Roasted Garlic Custards, Seared Shrimp, Green Onion Coulis
- ROASTED GARLIC:
- 1 tablespoon unsalted butter softened
- 4 teaspoons fine dry bread crumbs
- 2 cups heavy cream
- 1 teaspoon chopped fresh thyme leaves
- 2 large eggs
- 4 egg yolks
- 1/4 cup Roasted Garlic (listed below)
- 1 teaspoon salt
- 1/4 teaspoon freshly-ground black pepper
- 1/2 cup grated Parmesan
- 24 large shrimp peeled, deveined
- 1 tablespoon Essence (see Bayou Blast recipe)
- 2 heads garlic upper quarter
- 2 teaspoons olive oil
- Salt to taste
- Freshly-ground black pepper to taste
- GREEN ONION COULIS:
- 1 bunch green onions green tops only
- 1/4 cup extra-virgin olive oil
- 1 pinch salt
Preheat oven to 300 degrees. Lightly butter 4 (3/4-cup/6-ounce) ramekins and dust the bottoms and sides of each with 1 teaspoon of bread crumbs and set inside a roasting pan large enough to hold the cups without touching.
In a small saucepan, gently heat the cream and thyme. Remove from the heat and let cool slightly. In a large bowl, beat the eggs and egg yolks. Add the roasted garlic, salt, and pepper and whisk together. Add the warm cream and whisk until smooth. Add the Parmesan and whisk to combine. Pour into the prepared custard cups and fill the roasting pan with warm water to come half way up the sides of the ramekins. Bake until set and a knife inserted into the center comes out clean, 35 to 40 minutes.
When the custards are nearly ready, in a bowl toss the shrimp with the Essence to coat. Heat a large, heavy, ungreased skillet over high heat. When very hot, add the shrimp and sear until cooked through, 2 to 3 minutes per side.

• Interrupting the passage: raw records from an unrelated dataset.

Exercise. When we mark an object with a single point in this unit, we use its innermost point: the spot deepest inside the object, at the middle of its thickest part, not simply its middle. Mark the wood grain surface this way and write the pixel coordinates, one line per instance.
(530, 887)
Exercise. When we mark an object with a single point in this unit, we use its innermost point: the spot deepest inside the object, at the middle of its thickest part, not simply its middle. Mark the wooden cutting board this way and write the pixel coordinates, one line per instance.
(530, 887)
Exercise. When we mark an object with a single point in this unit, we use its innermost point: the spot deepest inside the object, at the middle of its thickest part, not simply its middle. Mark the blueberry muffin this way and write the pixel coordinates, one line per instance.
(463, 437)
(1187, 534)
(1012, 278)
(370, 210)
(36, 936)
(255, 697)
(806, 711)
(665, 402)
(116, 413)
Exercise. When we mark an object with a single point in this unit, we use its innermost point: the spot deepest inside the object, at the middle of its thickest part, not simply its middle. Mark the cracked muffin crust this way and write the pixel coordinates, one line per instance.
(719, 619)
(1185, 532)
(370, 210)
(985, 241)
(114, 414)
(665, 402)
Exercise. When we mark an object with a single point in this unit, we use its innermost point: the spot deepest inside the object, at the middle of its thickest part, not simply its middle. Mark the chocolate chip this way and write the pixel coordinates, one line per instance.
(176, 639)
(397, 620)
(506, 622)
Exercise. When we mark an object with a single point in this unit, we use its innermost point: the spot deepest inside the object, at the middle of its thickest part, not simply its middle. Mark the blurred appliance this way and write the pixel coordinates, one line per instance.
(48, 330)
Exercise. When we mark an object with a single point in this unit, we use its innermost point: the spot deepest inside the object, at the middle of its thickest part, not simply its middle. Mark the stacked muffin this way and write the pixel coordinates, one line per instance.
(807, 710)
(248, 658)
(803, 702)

Remove the cups from the water and wipe dry. Run a thin, sharp knife around the edges to loosen the custards. Invert onto plates and shake gently to release. Spoon a small amount of the Green Onion Coulis on top, and surround with shrimp and serve.
For the Roasted Garlic: Preheat the oven to 350 degrees.

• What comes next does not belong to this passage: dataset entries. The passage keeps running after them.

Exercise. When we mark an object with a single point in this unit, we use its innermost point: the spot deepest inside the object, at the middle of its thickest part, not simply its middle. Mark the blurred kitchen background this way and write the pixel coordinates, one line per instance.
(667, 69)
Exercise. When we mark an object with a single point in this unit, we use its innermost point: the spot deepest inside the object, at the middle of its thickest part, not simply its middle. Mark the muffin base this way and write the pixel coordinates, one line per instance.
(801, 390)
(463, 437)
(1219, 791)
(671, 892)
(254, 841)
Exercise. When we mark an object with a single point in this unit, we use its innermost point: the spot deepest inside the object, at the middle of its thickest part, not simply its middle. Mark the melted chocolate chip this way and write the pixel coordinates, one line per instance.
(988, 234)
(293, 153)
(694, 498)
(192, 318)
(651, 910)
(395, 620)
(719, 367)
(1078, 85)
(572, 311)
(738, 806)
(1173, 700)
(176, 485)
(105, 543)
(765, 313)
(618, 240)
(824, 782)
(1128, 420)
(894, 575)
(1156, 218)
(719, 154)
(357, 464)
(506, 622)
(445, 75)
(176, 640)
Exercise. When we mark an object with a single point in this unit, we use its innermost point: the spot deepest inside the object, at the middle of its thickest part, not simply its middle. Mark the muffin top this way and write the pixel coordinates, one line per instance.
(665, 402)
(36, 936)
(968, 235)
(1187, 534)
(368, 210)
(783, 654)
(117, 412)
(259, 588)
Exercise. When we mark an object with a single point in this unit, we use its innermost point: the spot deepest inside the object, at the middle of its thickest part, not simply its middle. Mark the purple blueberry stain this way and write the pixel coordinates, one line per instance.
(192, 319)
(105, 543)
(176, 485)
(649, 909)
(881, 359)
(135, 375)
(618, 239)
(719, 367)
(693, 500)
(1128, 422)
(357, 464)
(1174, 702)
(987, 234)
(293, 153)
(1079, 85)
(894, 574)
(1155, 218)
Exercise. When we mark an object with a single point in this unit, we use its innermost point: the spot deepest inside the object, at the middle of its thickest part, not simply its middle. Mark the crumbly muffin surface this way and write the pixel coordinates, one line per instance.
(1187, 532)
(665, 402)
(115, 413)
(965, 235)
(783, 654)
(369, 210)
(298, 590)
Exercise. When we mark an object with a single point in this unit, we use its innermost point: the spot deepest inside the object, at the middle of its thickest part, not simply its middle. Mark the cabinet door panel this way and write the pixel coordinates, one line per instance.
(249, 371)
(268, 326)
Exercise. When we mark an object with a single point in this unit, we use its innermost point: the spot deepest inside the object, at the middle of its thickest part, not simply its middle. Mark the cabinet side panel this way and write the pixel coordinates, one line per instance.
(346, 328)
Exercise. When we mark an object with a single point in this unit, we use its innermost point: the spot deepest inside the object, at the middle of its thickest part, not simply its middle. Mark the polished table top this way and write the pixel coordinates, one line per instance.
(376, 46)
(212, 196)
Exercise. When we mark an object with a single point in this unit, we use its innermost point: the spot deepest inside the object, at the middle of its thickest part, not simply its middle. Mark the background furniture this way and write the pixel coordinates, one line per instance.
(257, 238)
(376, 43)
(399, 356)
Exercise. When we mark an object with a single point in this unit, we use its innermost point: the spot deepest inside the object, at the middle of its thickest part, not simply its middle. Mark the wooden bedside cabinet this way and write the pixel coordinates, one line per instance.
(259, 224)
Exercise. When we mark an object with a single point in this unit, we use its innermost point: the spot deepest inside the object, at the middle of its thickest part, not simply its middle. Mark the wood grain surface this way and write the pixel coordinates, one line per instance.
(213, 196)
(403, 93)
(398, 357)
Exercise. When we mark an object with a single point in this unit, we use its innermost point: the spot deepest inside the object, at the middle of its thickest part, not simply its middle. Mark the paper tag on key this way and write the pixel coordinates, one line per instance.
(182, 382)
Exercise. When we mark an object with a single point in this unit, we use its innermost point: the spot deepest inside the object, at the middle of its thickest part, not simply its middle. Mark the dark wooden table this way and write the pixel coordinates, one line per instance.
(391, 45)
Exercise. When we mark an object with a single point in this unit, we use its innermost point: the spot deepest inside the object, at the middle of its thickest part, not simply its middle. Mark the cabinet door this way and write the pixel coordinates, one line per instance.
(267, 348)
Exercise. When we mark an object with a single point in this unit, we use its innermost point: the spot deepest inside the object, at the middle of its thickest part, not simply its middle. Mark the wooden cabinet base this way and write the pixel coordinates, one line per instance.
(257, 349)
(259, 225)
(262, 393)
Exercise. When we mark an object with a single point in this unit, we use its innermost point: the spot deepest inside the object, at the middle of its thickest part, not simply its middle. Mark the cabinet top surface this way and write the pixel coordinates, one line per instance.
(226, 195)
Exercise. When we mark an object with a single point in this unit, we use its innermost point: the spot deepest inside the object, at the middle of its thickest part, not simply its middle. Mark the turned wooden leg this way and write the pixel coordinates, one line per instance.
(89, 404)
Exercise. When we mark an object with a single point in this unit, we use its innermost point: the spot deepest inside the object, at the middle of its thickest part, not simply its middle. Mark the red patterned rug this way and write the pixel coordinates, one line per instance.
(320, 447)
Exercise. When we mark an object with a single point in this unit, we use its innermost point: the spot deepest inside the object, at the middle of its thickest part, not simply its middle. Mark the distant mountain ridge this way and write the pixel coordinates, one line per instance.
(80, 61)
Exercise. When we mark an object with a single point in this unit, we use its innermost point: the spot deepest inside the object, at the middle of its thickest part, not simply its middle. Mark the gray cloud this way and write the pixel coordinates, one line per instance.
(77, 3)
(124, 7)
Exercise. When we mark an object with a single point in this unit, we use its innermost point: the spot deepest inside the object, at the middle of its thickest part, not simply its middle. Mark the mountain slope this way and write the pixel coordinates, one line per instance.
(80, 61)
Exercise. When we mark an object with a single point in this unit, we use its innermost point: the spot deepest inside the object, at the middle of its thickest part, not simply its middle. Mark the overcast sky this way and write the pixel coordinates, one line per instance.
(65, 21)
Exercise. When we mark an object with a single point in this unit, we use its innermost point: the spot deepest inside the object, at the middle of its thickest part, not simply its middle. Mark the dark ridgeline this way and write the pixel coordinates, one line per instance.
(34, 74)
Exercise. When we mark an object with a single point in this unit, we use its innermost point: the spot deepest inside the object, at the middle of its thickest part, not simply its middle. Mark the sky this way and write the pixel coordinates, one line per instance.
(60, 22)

Place the garlic on a foil-lined baking sheet and rub 1 teaspoon of oil into the top of each head. Sprinkle lightly with salt and pepper and place, cut-side down, on the baking sheet. Bake until the cloves are soft and golden, about 1 hour. Remove from the oven and let sit until cool enough to handle. Squeeze each head of garlic to expel the cloves into a bowl. Mash into a paste. Set aside until needed.

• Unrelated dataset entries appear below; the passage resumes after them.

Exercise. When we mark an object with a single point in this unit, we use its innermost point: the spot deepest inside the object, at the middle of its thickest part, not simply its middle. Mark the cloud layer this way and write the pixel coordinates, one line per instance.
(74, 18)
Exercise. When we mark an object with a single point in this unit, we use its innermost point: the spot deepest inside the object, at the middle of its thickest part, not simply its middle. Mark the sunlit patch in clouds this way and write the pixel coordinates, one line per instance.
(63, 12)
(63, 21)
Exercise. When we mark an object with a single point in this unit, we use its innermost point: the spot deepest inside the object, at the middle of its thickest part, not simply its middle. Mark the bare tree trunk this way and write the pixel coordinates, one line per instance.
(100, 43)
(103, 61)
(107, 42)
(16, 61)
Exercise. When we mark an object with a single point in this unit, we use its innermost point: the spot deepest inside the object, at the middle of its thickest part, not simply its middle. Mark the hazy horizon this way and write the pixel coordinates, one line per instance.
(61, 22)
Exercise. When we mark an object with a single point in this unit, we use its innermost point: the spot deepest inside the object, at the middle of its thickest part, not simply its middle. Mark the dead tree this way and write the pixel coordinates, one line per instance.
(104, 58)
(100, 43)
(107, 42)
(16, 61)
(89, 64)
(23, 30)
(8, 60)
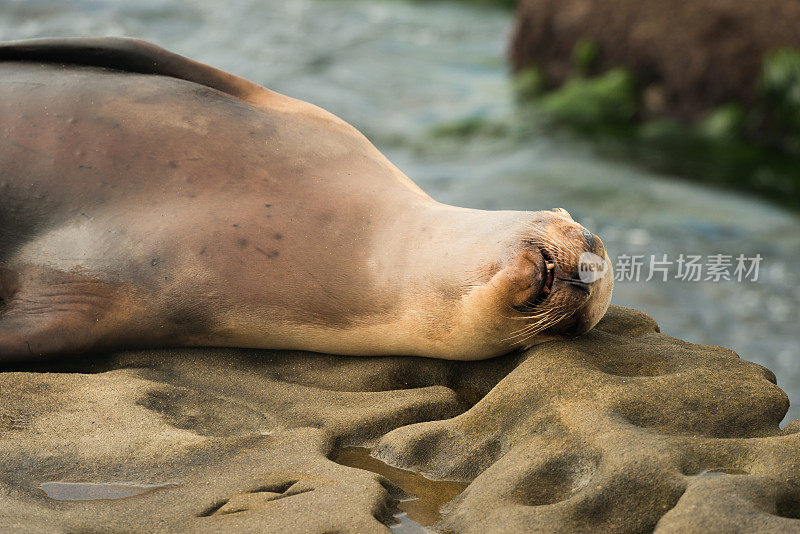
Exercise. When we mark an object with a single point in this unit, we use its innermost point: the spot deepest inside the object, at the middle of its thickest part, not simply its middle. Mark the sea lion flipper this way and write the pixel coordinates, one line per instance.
(131, 55)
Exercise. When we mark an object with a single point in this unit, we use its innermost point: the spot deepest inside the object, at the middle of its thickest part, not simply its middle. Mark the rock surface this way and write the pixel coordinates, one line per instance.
(623, 430)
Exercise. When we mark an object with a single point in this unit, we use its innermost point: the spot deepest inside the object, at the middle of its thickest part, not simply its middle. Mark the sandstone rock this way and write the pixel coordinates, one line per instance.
(623, 430)
(692, 56)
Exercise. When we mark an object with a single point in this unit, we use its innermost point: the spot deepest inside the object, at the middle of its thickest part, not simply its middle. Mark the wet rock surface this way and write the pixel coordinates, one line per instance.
(624, 430)
(690, 55)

For the Green Onion Coulis: Bring a medium pot of salted water to a boil. Add the green onions and blanch for 20 seconds. Remove with a slotted spoon and shock in an ice bath. Remove and dry on towels. Thinly slice and puree in a blender with the olive oil and salt. Adjust the seasoning, to taste, and serve with the Roast Garlic Custards.
This recipe yields 4 servings (depending on size).